Wildlife program offered to area residents


The Wildlife Habitat Incentive Program will again be offered to Moffat County residents after a two-year hiatus.

The Natural Resources Conservation Service, a division of the U.S. Department of Agriculture, is accepting applications in anticipation of a mid-year allocation of funds for the WHIP program in Colorado.

The WHIP program allocates funds to assist landowners in enhancing or developing wildlife habitats. The funds allotted to a landowner can cover up to 75 percent of the cost of a conservation project.

Most private property is eligible for WHIP if the land is not enrolled in another USDA program.

"The House version (of the Farm Bill) allocates $385 million through 2011, while the Senate version allocates $875 million through 2007," NRCS District Conservationist Richard Stephenson said. "I believe the bill is in the Conference Committee right now and they always find a happy medium for funding. And the indications are the president is pretty willing to go along with the increase for WHIP."
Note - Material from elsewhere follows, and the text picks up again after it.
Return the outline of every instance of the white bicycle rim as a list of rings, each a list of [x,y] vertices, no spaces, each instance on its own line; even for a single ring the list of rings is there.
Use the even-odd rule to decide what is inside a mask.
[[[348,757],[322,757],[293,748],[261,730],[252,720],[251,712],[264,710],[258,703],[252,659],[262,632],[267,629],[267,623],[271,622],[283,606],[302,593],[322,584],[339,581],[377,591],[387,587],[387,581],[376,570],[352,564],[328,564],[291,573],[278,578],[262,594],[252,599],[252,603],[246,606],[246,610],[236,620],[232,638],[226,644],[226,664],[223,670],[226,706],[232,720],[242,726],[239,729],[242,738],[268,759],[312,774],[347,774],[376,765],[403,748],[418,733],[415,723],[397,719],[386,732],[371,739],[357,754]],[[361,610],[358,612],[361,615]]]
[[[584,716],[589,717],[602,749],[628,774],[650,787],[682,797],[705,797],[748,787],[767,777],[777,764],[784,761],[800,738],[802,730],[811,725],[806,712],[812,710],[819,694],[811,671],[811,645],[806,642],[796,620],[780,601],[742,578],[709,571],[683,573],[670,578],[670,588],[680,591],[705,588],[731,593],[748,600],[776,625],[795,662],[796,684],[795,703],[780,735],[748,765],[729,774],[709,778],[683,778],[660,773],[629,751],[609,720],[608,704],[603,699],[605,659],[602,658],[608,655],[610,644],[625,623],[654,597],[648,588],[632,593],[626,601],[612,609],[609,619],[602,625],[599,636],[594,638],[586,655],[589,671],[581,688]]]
The application process is a competitive one. After the applications are submitted, the landowner is interviewed by the NRCS to review the proposed project. The proposal is then compared to other projects on either a county, regional or state level, and the funds are allocated in five-year contracts to the accepted proposals.

"The WHIP program is pretty flexible we'll look at anything that will develop or enhance wildlife habitat," Stephenson said. "But it is a competitive process. Projects are not automatically accepted."

Doug Camilletti is a local landowner that was awarded WHIP funds and recommends the program to other landowners interested in wildlife habitat projects.

"We've had pretty good success with our project, and we're still working on it," Camilletti said. "We did some pond development, planted some shrubs and trees, and increased wildlife habitat. We did quite a bit of water development."